Am Morgen zupft, reisst, schält man sich alles wieder vom Kopf, das entsprechende Prozedere nennt sich «Morning Shed», also Morgen-Häutung. Das Ziel: Auszusehen wie ein «glazed Donut», also so porenlos glatt und glänzend wie ein glasierter Donut. Glaubt ihr nicht? Glaubt es!
Auf TikTok funktioniert dies bei sehr, sehr, sehr jungen Frauen, vielleicht auch bei ihnen nur für ein paar Minuten, aber Nachhaltigkeit auf TikTok rechnet sich bekanntlich in Millisekunden.
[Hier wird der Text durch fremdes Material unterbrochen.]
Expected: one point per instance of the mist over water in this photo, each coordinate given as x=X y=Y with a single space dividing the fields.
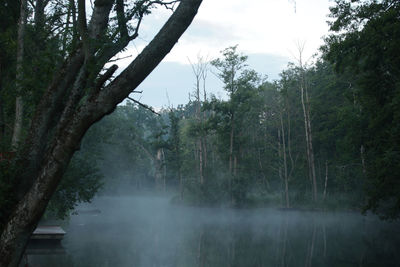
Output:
x=150 y=231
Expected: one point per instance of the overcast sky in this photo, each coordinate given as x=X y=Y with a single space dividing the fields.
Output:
x=265 y=30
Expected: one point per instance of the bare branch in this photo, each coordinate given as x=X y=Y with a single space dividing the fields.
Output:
x=144 y=105
x=103 y=78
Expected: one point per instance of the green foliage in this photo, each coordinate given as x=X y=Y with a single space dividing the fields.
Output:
x=367 y=48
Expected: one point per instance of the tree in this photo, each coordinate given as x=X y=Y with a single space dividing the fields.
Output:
x=364 y=44
x=77 y=97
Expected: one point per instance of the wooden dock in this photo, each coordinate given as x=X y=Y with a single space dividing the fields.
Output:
x=48 y=232
x=46 y=239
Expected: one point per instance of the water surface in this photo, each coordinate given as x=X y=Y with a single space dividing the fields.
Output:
x=148 y=231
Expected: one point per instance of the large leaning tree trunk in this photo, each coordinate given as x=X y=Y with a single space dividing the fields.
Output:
x=77 y=98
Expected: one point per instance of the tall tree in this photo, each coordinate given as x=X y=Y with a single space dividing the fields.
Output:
x=364 y=44
x=77 y=97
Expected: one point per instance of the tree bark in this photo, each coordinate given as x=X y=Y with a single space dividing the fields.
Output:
x=285 y=164
x=30 y=208
x=19 y=105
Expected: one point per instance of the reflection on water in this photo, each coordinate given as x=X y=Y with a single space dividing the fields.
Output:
x=145 y=232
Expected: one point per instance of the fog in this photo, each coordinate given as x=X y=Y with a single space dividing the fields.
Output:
x=148 y=230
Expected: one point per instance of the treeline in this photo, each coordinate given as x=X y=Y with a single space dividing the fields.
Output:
x=251 y=148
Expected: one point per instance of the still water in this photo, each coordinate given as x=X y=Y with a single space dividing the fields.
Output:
x=150 y=231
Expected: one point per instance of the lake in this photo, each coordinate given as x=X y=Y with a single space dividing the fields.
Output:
x=149 y=231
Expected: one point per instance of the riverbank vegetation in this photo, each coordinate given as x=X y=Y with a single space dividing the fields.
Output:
x=323 y=135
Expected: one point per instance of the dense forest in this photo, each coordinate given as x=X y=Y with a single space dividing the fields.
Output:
x=324 y=136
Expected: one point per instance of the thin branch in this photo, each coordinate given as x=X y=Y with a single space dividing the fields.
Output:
x=119 y=58
x=103 y=78
x=144 y=105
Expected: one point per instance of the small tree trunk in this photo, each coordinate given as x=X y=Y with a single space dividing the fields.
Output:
x=19 y=105
x=285 y=165
x=201 y=161
x=326 y=178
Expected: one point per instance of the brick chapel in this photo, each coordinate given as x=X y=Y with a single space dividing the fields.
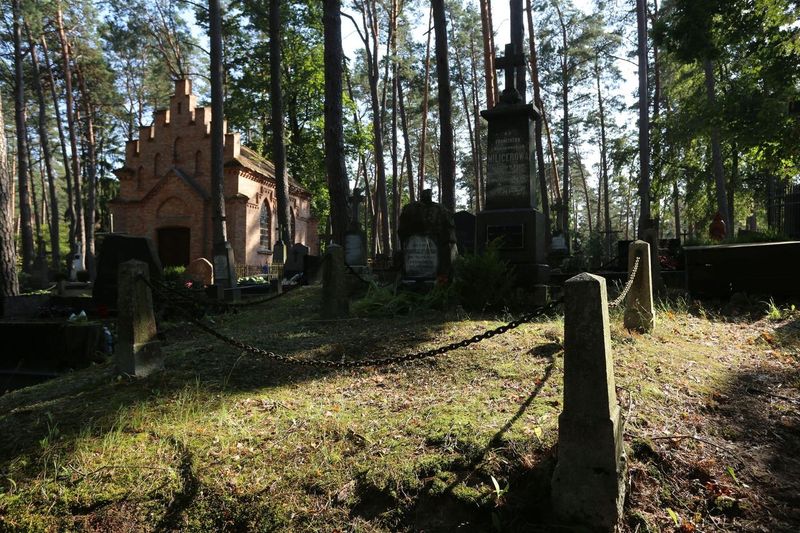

Kim Kardashian ist schon seit Jahren erfolgreiche Unternehmerin mit der Shape Wear (figurkontrollierende Unterwäsche) SKIMS. Jetzt hat sie aus dem gleichen Material – angereichert mit «Kollagen-Fäden» – ihren Seamless Sculpt Face Wrap entwickelt. Das ist ein bandageartiger Gesichts-Schlüpfer, der besonders die Kiefer-, Hals- und Wangenpartie vorteilhaft formen sowie Falten und das ungeliebte Doppelkinn eliminieren soll. Was genau denn die Kollagen-Fäden sein sollen, wollte die «New York Times» von SKIMS wissen, sie hat bis heute noch keine Antwort erhalten.
Am besten entfalte der Wunderwickel seine Wirkung (also keine) nachts, heisst es, in jener Gespenster-Phase, da sich die erfolgreiche Frau von heute in eine Schneewittchen gleiche, totenstille Mumie verwandeln soll.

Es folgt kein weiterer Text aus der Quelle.